Several issues critical to improvement of the care delivery system could well be examined in such a research agenda by formulating studies using multispecialty medical groups as the test bed. The IOM should make recommendations in these specific areas:
Encourage studies using common measurement sets across multiple delivery system models in a way that can compare their impact on coordination of care, clinical quality, patient satisfaction, and efficiency of resource use. Studies must consider both MSMGs and nonintegrated practices by incorporating measures and methods to compare practice-level and group-level performance in addition to individual physician performance. The AQA (Ambulatory Care Quality Alliance) has recently endorsed a set of quality measures that are intended to be applied to all physicians regardless of practice type and will eliminate the gap in performance data from non-group and small-group practices that has hampered such comparisons in the past (Crosson 2005).
Encourage physician leaders to design and create more integrated care systems. Most physician leaders have historically reacted defensively to the quality and cost challenges we face in the healthcare sector, rather than proactively redesigning the system of care. In contrast, MSMG leaders have generally demonstrated greater innovation and success in meeting these challenges. The IOM should recommend programs, incentives, and legislation that encourage more leaders interested in designing and developing such organizations to come forward.

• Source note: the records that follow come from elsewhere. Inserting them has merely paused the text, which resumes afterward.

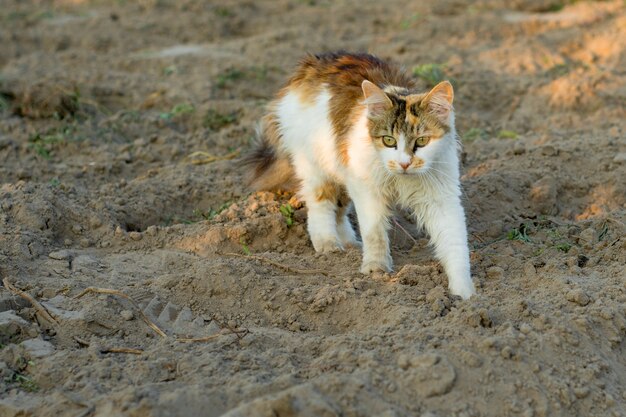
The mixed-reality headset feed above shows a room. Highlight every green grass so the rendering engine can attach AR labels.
[498,129,517,139]
[280,203,295,227]
[203,109,239,130]
[239,237,252,255]
[506,223,532,243]
[159,103,196,120]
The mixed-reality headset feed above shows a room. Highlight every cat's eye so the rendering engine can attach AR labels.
[413,136,430,152]
[382,136,398,148]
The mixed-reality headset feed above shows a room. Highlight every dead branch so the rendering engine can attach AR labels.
[187,149,241,165]
[74,336,143,355]
[74,287,167,338]
[2,277,59,324]
[217,252,329,276]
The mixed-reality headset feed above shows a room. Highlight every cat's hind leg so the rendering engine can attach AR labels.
[294,161,343,252]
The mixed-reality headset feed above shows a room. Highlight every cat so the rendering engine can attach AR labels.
[244,51,476,299]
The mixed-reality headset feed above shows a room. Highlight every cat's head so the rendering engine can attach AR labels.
[361,80,454,175]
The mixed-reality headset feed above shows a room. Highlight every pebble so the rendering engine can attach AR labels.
[487,266,504,279]
[524,261,537,278]
[519,323,533,334]
[578,227,598,247]
[120,310,135,321]
[541,145,559,156]
[613,152,626,164]
[565,288,591,306]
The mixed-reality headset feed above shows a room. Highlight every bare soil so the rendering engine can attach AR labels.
[0,0,626,417]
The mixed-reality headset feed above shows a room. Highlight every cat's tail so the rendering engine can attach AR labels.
[242,113,297,191]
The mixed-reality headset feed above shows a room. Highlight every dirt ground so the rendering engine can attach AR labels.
[0,0,626,417]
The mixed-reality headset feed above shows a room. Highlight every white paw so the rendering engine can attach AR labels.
[311,238,343,252]
[341,238,363,248]
[361,261,391,275]
[448,279,476,300]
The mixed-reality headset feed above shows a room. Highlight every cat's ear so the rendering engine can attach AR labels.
[361,80,393,117]
[422,81,454,124]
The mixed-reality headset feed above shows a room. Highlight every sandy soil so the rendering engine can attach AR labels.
[0,0,626,417]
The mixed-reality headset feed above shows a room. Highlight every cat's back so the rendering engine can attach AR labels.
[286,51,412,94]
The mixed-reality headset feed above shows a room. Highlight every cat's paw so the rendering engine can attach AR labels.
[311,239,343,253]
[448,279,476,300]
[361,261,391,275]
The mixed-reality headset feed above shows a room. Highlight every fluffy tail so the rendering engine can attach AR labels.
[242,114,297,191]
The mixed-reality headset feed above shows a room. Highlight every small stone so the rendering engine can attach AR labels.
[574,387,589,399]
[613,152,626,164]
[487,266,504,279]
[397,353,411,369]
[0,310,30,344]
[519,323,533,334]
[541,145,559,156]
[48,249,72,261]
[20,339,55,358]
[500,346,513,359]
[120,310,135,321]
[565,288,591,306]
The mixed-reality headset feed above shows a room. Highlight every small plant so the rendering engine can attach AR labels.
[554,242,572,253]
[598,222,609,242]
[12,372,39,392]
[215,6,235,17]
[203,109,239,130]
[413,64,446,87]
[159,103,196,120]
[498,130,517,139]
[506,223,532,243]
[239,237,252,255]
[280,203,295,227]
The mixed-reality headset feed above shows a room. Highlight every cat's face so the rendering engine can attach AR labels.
[363,81,453,175]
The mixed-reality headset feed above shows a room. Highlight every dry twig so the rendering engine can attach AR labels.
[2,277,59,324]
[74,336,143,355]
[74,287,167,338]
[217,252,329,276]
[393,217,417,245]
[187,149,241,165]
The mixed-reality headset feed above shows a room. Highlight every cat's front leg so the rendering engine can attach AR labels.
[347,179,393,274]
[417,197,476,299]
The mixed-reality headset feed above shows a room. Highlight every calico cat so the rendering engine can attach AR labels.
[244,52,475,298]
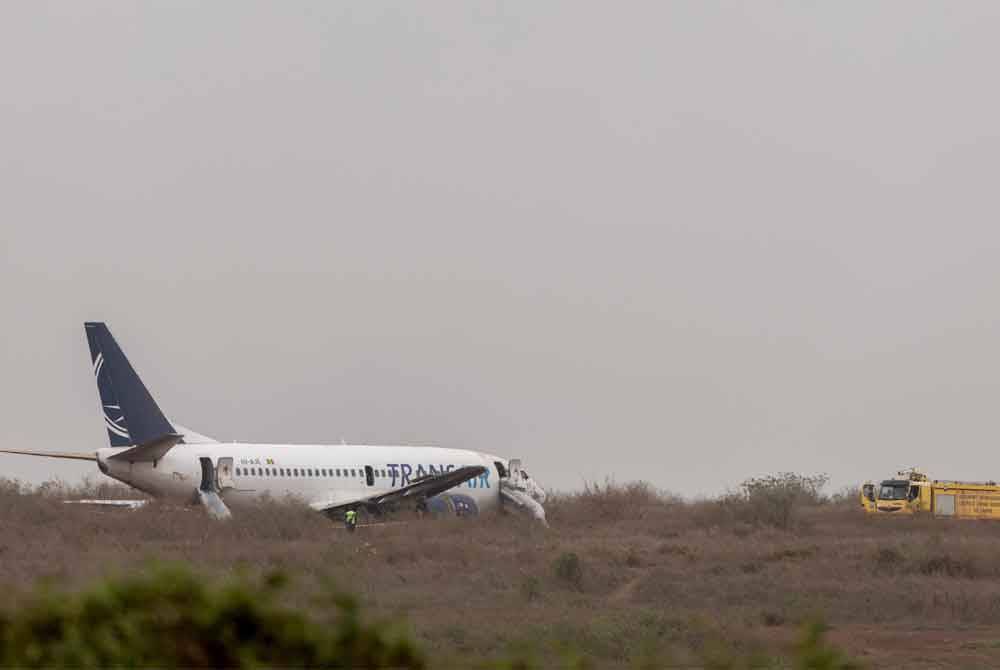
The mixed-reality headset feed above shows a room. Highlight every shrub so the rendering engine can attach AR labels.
[0,567,424,668]
[873,547,906,572]
[521,576,542,602]
[916,554,979,579]
[552,551,583,589]
[722,472,829,530]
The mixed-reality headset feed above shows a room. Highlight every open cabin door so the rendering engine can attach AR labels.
[215,456,236,491]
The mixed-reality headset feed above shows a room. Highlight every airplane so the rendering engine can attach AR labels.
[0,322,547,525]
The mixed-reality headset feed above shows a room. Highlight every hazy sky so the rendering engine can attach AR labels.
[0,0,1000,495]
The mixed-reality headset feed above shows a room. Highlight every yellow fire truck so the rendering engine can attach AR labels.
[861,469,1000,519]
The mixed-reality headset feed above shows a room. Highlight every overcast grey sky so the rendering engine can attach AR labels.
[0,0,1000,495]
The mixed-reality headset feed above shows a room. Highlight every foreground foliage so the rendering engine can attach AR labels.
[0,566,424,669]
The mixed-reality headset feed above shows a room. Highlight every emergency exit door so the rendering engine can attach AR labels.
[215,456,236,491]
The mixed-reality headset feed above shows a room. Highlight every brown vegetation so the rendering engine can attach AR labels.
[0,482,1000,668]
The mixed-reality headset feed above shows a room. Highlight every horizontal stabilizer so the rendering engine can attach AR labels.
[0,449,97,461]
[63,500,149,509]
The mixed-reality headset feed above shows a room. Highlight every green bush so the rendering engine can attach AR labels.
[0,566,425,669]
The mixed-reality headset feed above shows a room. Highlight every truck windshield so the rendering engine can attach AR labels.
[878,482,910,500]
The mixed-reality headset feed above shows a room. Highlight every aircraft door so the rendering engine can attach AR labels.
[215,456,236,491]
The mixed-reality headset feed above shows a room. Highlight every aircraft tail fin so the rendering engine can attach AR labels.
[84,322,180,447]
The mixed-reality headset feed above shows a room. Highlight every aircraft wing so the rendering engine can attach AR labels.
[309,465,486,514]
[63,500,149,509]
[0,449,97,462]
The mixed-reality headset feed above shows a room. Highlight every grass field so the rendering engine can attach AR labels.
[0,482,1000,669]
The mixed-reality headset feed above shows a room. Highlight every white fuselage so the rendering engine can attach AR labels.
[97,443,507,513]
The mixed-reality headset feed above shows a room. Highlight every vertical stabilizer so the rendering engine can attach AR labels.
[84,322,176,447]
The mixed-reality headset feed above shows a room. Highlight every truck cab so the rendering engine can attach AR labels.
[866,469,931,514]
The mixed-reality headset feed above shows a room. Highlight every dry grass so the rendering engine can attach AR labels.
[0,482,1000,668]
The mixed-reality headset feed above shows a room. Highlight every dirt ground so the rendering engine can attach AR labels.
[0,483,1000,670]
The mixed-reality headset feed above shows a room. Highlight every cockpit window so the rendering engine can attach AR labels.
[878,482,910,500]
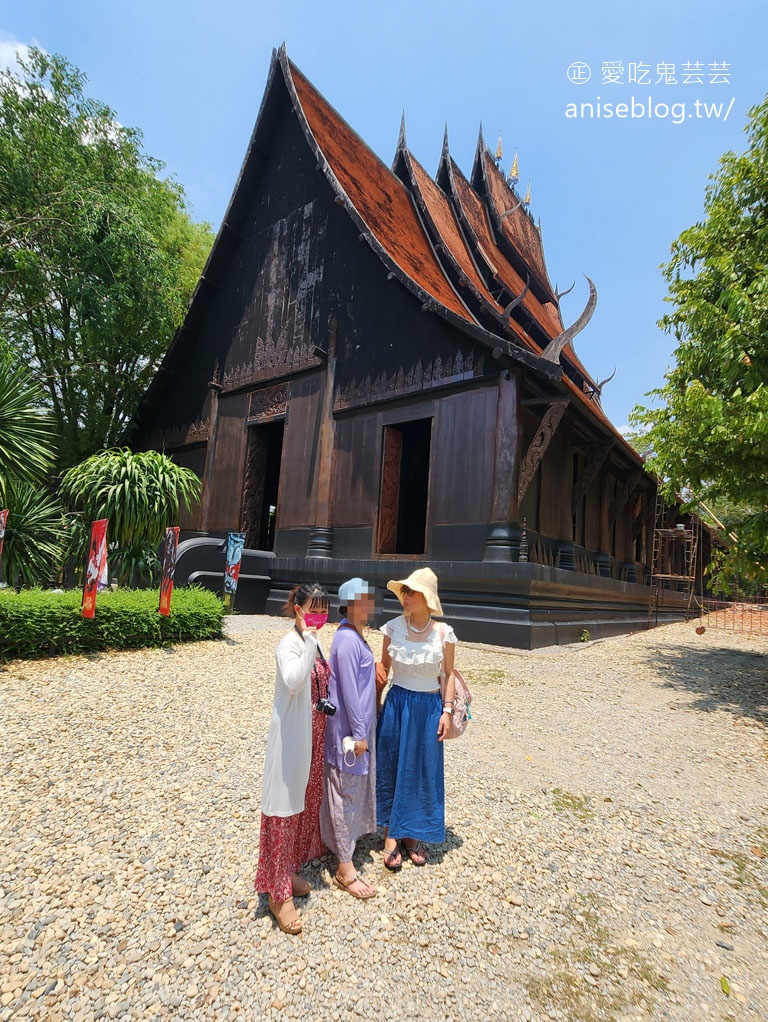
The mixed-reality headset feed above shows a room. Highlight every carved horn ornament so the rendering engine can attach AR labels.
[541,274,597,362]
[504,274,531,316]
[595,369,616,398]
[499,199,523,220]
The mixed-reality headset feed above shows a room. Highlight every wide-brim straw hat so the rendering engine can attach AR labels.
[387,568,443,617]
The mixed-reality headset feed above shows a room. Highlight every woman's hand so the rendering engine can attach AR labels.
[438,709,451,742]
[376,660,390,694]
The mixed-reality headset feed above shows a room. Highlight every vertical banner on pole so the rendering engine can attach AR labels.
[0,508,8,578]
[157,525,179,617]
[83,518,109,617]
[224,532,245,610]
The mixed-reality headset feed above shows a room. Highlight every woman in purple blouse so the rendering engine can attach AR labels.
[320,578,376,899]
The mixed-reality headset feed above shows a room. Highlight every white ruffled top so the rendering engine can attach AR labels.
[379,614,456,692]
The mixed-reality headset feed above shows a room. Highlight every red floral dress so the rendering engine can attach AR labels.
[254,656,330,901]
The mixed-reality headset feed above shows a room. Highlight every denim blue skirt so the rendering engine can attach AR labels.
[376,685,445,844]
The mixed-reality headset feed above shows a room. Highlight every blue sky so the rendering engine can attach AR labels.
[0,0,768,428]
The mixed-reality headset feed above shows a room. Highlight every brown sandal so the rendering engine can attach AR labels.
[333,873,376,901]
[268,894,302,937]
[400,841,426,866]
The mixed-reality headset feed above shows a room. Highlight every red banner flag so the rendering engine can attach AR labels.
[83,518,109,617]
[157,525,179,617]
[0,508,8,557]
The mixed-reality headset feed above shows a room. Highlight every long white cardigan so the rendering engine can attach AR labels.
[262,629,318,817]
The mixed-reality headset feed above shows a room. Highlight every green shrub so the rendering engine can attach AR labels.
[0,587,224,661]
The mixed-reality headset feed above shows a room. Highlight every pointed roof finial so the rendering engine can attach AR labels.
[506,149,519,186]
[398,110,407,149]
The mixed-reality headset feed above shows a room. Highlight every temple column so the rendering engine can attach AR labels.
[199,362,222,532]
[307,319,336,557]
[483,369,523,561]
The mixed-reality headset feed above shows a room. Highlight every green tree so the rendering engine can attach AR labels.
[632,96,768,585]
[0,49,212,468]
[61,449,201,585]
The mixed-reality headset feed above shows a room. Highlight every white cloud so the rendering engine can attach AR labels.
[0,32,44,71]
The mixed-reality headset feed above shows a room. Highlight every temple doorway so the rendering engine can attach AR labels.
[377,419,432,554]
[241,420,285,550]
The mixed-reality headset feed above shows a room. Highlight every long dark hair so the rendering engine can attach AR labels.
[282,582,330,617]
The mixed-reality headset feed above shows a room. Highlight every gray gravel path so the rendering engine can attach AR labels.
[0,617,768,1022]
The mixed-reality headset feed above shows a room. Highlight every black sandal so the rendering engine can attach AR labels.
[383,845,403,873]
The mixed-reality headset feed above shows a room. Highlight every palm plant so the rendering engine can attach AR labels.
[0,359,56,502]
[61,448,201,586]
[0,478,65,588]
[0,358,64,586]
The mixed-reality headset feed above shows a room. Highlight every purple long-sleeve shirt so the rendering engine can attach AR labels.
[325,618,376,774]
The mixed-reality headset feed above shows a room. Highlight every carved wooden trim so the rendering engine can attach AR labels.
[245,385,288,426]
[632,493,656,539]
[146,419,211,451]
[571,440,614,511]
[608,468,645,528]
[221,336,322,393]
[333,350,485,412]
[517,401,569,504]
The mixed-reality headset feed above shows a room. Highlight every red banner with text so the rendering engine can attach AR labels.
[0,508,8,578]
[83,518,109,617]
[157,525,179,616]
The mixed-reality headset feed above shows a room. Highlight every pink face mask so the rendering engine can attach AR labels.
[304,611,328,631]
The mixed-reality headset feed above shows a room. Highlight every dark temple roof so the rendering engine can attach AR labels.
[131,46,631,450]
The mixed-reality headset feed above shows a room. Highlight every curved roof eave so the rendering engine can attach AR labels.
[277,46,562,379]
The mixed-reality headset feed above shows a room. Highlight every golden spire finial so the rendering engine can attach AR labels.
[507,150,519,186]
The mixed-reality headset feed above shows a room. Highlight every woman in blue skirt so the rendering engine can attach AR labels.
[376,568,456,873]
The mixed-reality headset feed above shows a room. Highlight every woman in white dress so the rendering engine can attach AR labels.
[376,568,456,873]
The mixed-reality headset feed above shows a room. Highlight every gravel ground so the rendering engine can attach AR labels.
[0,618,768,1022]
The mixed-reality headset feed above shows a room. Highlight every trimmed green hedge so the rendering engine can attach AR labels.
[0,587,224,661]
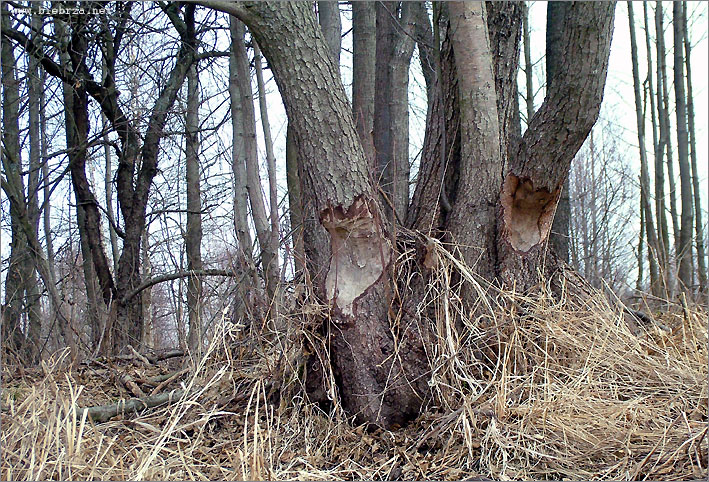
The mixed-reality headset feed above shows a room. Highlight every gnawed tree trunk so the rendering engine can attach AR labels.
[670,2,694,292]
[203,2,614,426]
[318,0,342,70]
[548,2,571,262]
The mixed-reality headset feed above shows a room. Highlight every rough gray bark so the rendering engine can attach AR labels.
[628,2,662,296]
[682,1,707,294]
[352,2,377,163]
[672,2,694,292]
[413,2,438,112]
[101,59,120,273]
[55,15,110,352]
[374,2,415,221]
[198,1,614,426]
[498,2,615,287]
[447,2,503,274]
[185,63,202,358]
[199,2,425,426]
[318,0,342,69]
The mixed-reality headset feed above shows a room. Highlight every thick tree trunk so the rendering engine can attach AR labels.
[203,1,614,426]
[185,63,202,358]
[682,1,707,294]
[672,2,694,292]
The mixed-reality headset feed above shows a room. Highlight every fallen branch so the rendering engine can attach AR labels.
[121,269,241,303]
[79,390,187,423]
[150,368,189,396]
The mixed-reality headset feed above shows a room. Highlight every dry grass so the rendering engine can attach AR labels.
[1,240,709,480]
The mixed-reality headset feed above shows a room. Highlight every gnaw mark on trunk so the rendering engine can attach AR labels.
[320,196,391,316]
[500,174,561,252]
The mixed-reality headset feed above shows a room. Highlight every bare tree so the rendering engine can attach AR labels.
[682,2,707,293]
[670,2,694,290]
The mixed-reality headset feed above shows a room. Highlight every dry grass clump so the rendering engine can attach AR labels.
[1,241,709,480]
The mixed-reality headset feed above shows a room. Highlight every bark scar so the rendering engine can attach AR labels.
[320,196,391,316]
[500,174,561,252]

Encourage studies to elucidate the most effective method to incentivize physicians to improve quality and efficiency. The impact of rewarding individual physician performance versus physician group performance is likely quite different, and there is little evidence available on how to balance incentives at different levels to achieve the most effective care system and the best care outcomes. Pay-for-performance programs for physicians are proliferating in the healthcare sector and should be designed by using an evidence-based approach.